There came iron, and cities that crept over the hills and across rivers, empires and empires of elaborate buildings, ships with white sails, here are the Romans with their tall crosses and induestructible eagles, their heroes of glory waving to thousands of them back from the wars. Here are the Persians covered in gold and purple, the elegant and brittle Chinese emperors at the edge of dawn, tracing the lines of all change in perfect words;

Out of all this we came, here and now, the thousand generations stretching back into the darkness of the long gone past. They all feared and wondered, though maybe very differently, I don't know, we weren't there. But from what is left, their drawings, their ruins, their stories, and from us, their children, I suspect that they too struggled with demons and angels, gods or no-gods, with sanity, with the mystery that is being born and one day dying, with the pushy unasked-for demands of the heart, the body or the world.

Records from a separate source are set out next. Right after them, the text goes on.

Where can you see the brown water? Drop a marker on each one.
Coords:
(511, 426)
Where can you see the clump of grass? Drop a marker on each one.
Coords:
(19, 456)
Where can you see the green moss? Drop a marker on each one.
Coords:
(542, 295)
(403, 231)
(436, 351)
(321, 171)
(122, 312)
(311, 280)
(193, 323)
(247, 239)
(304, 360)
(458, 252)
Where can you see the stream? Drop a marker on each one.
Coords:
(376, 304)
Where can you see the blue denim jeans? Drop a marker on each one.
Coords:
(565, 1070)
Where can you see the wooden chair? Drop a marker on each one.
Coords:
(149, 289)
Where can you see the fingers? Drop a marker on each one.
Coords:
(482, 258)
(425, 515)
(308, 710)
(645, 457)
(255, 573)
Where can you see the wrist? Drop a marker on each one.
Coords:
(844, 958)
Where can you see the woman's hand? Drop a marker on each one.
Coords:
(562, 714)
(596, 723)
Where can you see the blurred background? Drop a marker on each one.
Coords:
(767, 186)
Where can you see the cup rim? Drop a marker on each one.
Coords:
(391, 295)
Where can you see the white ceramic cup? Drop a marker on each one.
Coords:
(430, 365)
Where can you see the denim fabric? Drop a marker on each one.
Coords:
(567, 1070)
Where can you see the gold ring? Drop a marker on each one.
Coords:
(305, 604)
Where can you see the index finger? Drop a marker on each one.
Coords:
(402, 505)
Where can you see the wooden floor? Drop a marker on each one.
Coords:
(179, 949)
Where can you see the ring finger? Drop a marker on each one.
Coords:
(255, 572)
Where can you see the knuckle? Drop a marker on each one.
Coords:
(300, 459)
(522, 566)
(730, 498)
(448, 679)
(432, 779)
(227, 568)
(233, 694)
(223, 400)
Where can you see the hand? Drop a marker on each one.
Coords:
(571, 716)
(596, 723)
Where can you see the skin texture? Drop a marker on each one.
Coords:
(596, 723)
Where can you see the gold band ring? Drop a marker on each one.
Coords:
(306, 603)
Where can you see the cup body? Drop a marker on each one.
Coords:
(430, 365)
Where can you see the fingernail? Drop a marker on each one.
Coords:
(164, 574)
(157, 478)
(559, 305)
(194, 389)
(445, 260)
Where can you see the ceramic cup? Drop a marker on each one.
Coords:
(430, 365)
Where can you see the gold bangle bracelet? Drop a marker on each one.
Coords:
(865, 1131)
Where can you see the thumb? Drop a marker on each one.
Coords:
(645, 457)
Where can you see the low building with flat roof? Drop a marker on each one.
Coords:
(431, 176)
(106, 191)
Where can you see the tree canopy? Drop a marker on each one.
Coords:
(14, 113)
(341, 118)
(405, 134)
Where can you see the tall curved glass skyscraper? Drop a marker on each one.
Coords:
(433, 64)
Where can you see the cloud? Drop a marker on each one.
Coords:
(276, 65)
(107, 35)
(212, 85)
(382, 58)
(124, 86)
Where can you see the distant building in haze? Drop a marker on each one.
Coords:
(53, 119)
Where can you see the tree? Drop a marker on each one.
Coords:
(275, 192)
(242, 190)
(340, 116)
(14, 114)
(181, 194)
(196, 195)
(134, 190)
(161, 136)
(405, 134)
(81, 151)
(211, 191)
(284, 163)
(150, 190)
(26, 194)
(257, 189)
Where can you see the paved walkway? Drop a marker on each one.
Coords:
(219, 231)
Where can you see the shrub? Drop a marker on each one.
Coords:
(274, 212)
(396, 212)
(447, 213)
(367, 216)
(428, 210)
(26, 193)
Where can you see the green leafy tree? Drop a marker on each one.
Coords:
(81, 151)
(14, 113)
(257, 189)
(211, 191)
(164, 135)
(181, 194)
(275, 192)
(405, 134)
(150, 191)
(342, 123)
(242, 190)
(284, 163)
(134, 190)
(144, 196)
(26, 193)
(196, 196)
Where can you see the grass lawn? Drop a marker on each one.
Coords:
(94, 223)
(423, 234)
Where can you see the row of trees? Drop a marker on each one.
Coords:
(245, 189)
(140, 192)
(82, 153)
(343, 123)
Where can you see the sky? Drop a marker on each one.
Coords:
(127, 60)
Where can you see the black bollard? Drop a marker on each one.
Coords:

But true, true; for us we must know only by broken pieces and guesses, really for us is only a short road we look back on and see it fade into pitch darkness. So too is it with our little future before us, a rising sun that blinds when you look at it directly.

This is the prologue of our future, and in the telling I wanted you to know that this life, its presumable succession of lives, is a dance, one not necessarily leading to a perfect climax, a dance where we, none of us, can say for sure if or when it will end or begin and how. But a dance of constant changes, and beautiful variations, and scary ones, but always leaving one with the sense of a great thing moving that we may, after all, be too small to ever really understand, like the ants being arranged, when one plays with them as a child, but no less miraculous for just being ants.